Divago. La mente sta disertando il concerto, nonostante tutto e l’impegno di tutti. Le mani in grembo, accolgo l’unico degno Disertore – quello dalla guerra – che Boris Vian cantò decenni fa, ripreso stasera dalla voce di Alessio Lega e dall’incerto emozionato tono di Gianni Ghè. Ecco un modo di resistere: penso, desistere. Con convinzione. Decidendo di rinunciare a quello che altri hanno deciso per noi. O di attaccare una protesta: come hanno sognato i ragazzi in viaggio verso la Genova di qualche anno fa, al buio de L’ultima galleria che l’implacabile vocechitarra del cantautore Alessio Lega grida sul palco, in un brano in odore di potenze G8 e di vetrine e fuoco e sangue che le cronache di quei giorni hanno descritto – o occultato? A questo punto non c’è più niente da ridere: e Il funerale del clown ci ricorda che, quando questo accade, non vale più nemmeno la pena di vivere. Solo trattenendoci nello struggimento, Alla bellezza dei margini, riusciremo a ritrovare un barlume di serenità e di senso di vita che la crudezza del reale a volte ci strappa di dosso, in una Stalingrado (cover degli Stormy Six) partecipata dallo straordinario Paolo Bonfanti, ospite sul palco del fine concerto.

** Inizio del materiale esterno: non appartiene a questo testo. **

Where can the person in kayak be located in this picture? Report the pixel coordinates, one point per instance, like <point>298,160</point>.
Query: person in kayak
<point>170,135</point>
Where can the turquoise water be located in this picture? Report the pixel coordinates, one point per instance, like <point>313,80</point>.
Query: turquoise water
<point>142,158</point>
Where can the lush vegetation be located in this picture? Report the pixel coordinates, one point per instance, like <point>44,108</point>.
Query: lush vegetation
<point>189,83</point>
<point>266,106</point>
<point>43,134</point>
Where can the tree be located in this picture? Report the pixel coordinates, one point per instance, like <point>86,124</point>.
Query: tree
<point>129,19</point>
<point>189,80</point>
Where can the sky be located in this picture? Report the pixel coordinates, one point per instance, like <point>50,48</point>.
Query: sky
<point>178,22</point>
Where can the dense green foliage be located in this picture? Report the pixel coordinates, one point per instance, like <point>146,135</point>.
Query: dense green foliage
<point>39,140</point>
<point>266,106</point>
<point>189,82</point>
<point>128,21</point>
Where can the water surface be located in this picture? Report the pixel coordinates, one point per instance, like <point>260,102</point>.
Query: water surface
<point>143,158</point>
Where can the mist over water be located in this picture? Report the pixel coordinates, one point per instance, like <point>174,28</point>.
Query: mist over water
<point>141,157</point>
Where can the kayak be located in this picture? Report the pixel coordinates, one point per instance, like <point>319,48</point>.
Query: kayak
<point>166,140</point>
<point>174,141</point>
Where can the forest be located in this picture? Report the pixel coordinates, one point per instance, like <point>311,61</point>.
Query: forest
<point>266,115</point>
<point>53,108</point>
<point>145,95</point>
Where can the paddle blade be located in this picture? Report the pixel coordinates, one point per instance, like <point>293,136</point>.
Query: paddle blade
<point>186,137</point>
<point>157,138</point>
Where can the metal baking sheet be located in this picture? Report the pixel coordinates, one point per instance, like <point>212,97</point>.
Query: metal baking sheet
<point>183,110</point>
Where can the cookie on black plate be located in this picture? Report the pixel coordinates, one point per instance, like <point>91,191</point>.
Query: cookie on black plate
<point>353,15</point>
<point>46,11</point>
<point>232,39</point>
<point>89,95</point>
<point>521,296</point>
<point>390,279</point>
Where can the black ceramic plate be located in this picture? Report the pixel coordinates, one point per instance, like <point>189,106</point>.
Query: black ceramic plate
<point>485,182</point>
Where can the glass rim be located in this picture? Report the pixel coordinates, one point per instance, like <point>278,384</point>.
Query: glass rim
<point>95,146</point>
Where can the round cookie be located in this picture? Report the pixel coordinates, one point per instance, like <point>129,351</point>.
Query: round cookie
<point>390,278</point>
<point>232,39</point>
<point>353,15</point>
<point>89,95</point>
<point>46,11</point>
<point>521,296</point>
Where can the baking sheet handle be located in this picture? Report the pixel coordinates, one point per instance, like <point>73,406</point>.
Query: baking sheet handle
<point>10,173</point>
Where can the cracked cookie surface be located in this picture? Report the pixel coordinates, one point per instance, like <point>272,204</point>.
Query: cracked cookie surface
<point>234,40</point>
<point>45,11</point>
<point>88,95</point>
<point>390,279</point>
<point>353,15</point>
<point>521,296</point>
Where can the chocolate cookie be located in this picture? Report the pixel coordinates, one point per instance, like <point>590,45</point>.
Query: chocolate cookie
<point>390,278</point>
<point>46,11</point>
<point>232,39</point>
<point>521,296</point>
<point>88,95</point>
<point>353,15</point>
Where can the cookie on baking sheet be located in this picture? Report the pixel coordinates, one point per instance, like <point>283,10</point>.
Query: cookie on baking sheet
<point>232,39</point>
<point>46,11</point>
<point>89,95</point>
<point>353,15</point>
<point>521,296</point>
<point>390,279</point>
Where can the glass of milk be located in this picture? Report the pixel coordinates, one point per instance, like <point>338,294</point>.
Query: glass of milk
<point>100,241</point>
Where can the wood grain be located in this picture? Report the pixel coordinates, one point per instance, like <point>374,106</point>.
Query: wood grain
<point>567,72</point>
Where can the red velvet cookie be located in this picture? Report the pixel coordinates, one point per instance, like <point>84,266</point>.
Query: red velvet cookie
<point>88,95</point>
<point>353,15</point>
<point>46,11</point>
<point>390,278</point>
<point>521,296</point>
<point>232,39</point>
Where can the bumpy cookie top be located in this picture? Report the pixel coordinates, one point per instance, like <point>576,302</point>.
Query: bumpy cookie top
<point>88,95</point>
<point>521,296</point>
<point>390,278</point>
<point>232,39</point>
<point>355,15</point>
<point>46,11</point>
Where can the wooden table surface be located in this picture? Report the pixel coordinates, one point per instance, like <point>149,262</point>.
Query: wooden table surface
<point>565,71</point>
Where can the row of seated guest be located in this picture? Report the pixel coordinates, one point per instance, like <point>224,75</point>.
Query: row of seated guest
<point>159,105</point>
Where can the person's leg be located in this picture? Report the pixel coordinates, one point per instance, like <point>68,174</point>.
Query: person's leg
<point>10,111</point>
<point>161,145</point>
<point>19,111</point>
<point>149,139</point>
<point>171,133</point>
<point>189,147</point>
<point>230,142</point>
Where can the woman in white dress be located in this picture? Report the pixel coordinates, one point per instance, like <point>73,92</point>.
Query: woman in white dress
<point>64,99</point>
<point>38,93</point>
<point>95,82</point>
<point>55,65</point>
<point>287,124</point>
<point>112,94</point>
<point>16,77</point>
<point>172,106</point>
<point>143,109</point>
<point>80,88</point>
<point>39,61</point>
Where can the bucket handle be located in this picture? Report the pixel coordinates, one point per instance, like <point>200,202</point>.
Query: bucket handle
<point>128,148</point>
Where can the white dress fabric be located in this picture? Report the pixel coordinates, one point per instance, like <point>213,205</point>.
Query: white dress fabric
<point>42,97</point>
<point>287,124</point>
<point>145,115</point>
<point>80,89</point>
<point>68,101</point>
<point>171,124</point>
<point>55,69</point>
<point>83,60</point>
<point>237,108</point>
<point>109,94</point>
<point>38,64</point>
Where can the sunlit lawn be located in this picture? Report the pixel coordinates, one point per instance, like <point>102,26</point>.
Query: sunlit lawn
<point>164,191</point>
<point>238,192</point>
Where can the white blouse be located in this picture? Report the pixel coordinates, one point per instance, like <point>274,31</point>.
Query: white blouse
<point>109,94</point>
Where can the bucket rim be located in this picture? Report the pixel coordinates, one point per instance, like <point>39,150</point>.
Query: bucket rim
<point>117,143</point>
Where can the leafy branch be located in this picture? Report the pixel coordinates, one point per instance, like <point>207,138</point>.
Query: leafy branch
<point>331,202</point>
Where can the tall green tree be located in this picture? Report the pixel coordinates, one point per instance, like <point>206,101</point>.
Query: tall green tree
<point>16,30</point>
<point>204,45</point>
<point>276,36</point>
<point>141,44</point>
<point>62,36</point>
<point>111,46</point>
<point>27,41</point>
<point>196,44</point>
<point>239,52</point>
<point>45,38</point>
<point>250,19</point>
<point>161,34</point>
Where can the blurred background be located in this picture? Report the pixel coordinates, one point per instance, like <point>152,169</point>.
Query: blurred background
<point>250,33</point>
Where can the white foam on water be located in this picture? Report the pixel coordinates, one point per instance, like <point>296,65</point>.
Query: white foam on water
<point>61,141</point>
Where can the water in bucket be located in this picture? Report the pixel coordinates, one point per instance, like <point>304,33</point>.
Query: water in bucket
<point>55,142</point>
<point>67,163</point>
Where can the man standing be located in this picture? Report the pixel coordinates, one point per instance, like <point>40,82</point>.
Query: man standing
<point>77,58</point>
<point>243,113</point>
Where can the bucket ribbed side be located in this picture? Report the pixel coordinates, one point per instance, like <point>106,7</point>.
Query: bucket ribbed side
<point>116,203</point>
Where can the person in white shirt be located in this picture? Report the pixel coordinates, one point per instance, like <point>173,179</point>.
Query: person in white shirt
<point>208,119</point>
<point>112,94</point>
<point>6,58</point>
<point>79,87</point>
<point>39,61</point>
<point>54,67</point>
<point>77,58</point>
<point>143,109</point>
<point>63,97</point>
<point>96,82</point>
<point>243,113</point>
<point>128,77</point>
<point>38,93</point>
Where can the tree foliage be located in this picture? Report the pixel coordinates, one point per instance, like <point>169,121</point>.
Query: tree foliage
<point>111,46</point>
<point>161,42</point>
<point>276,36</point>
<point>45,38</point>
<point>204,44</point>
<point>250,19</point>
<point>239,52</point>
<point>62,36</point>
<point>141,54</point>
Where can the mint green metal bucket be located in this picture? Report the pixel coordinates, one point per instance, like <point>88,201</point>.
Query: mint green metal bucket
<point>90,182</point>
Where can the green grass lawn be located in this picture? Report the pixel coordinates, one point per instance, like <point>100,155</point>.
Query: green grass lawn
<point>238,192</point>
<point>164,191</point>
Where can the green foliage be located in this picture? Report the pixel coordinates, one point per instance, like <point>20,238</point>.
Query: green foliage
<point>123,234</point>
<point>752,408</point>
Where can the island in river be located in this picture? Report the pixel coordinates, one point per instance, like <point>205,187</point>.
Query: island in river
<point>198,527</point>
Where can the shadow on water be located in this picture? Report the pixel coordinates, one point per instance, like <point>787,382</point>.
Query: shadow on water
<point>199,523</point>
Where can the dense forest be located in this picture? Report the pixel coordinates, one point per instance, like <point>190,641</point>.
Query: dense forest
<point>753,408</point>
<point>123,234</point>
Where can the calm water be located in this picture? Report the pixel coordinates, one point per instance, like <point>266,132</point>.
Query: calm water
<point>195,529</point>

Io non so dire cosa è rimasto di quella sera. Sbandando al vento d’inizio aprile, ho perso un contatto, un brano è saltato e ne ho ricordato solo alcuni; altri mi aiuteranno ad attraversare la strada verso casa. S’era in odore di dopo terremoto, con l’Abruzzo sbriciolato anche sulle nostre teste; e stavolta La casa del freddo, con la sentita interpretazione delle percussioni di Diego Pangolino e di due membri dei 17 Perso, ha riportato soprattutto il gelo d’aria notturna al quale i superstiti s’abbandonano sotto le tende, stremati da ore di paura. Oggi, mi sento di dire, sono loro i veri resistenti: per la vita stessa, per la sopravvivenza necessaria dopo la morte. Solo allora ci saremo lasciati alle spalle l’unico passato che vale la pena dimenticare: quello che ci ancora a terra, costringendoci a restare sempre uguali a noi stessi e che impedisce il cammino verso la reale liberazione umana.